Wednesday 10:30:00 AM 12:00:00 PM
Stochastic Programming in Risk
Analysis
Chair: David Morton (University of Texas at Austin)
The BEST Algorithm for Solving Stochastic Mixed
Integer Programs
Susan Sanchez and Kevin Wood (Naval Postgraduate
School)
Abstract:
We present a new algorithm for solving two-stage
stochastic mixed-integer programs (SMIPs) having discrete first-stage
variables, and continuous or discrete second-stage variables. For a minimizing
SMIP, the BEST algorithm (1) computes an upper Bound on the optimal objective
value (typically a probabilistic bound), and identifies a deterministic
lower-bounding function, (2) uses the bounds to Enumerate a set of first-stage
solutions that contains an optimal solution with pre-specified confidence, (3)
for each first-stage solution, Simulates second-stage operations by repeatedly
sampling random parameters and solving the resulting model instances, and (4)
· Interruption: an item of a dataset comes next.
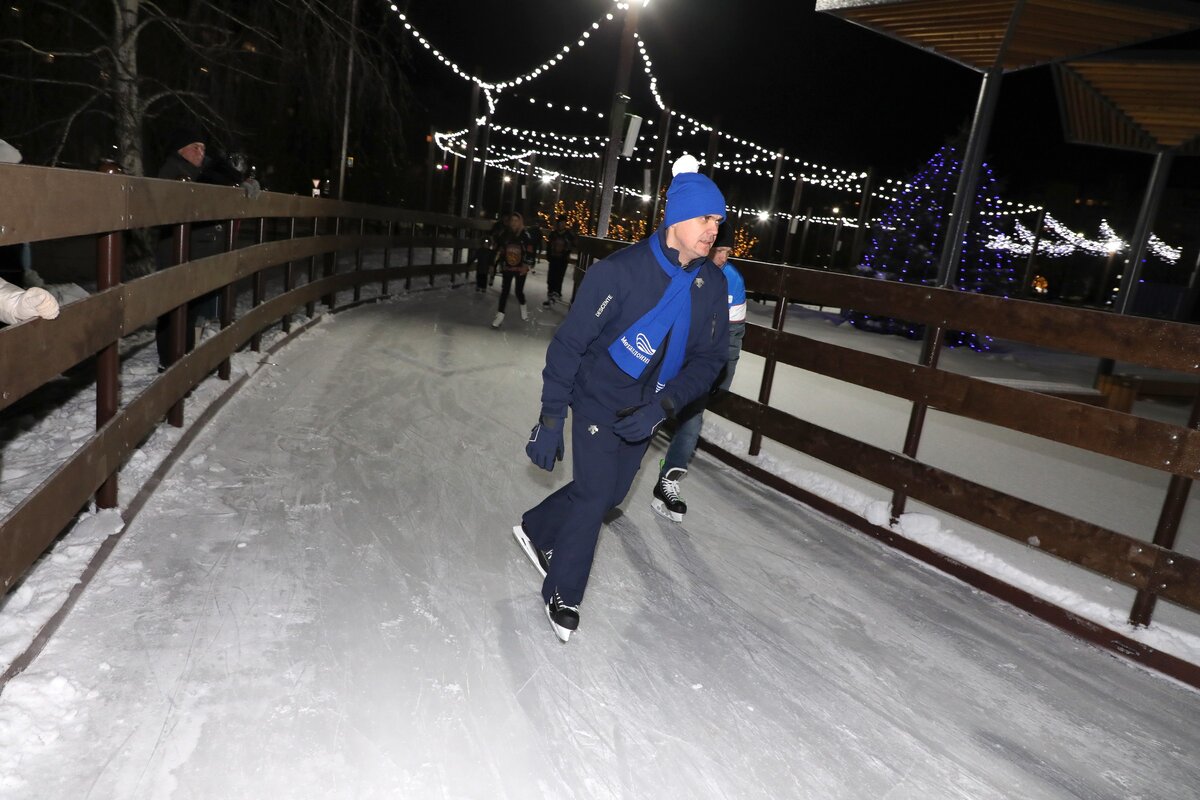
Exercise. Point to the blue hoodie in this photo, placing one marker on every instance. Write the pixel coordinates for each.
(616, 293)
applies statistical Tests (e.g., "screening procedures") to the simulated
outcomes to identify a near-optimal first-stage solution with pre-specified
confidence. We demonstrate the algorithm's performance on a stochastic
facility-location problem.
Quasi-Monte Carlo Strategies for Stochastic
Optimization
Shane Drew (Northwestern University) and Tito
Homem-de-Mello (Nortwestern University)
Abstract:
In this paper we discuss the issue of solving
stochastic optimization problems using sampling methods. Numerical results
have shown that using variance reduction techniques from statistics can result
in significant improvements over Monte Carlo sampling in terms of the number
of samples needed for convergence of the optimal objective value and optimal
solution to a stochastic optimization problem. Among these techniques are
stratified sampling and Quasi-Monte Carlo sampling. However, for problems in
high dimension, it may be computationally inefficient to calculate Quasi-Monte
Carlo point sets in the full dimension. Rather, we wish to identify which
dimensions are most important to the convergence and implement a Quasi-Monte
Carlo sampling scheme with padding, where the important dimensions are sampled
via Quasi-Monte Carlo sampling and the remaining dimensions with Monte Carlo
sampling. We then incorporate this sampling scheme into an external sampling
algorithm (ES-QMCP) to solve stochastic optimization problems.
Jackknife Estimators for Reducing Bias in Asset
Allocation
Amit Partani and David P Morton (The University of Texas
at Austin) and Ivilina Popova (Seattle University)
Abstract:
We use jackknife-based estimators to reduce bias when
estimating the optimal value of a stochastic program. Our discussion focuses
on an asset allocation model with a power utility function. As we will
describe, estimating the optimal value of such a problem plays a key role in
establishing the quality of a candidate solution, and reducing bias improves
our ability to do so efficiently. We develop a jackknife estimator that is
adaptive in that it does not assume the order of the bias is known a priori.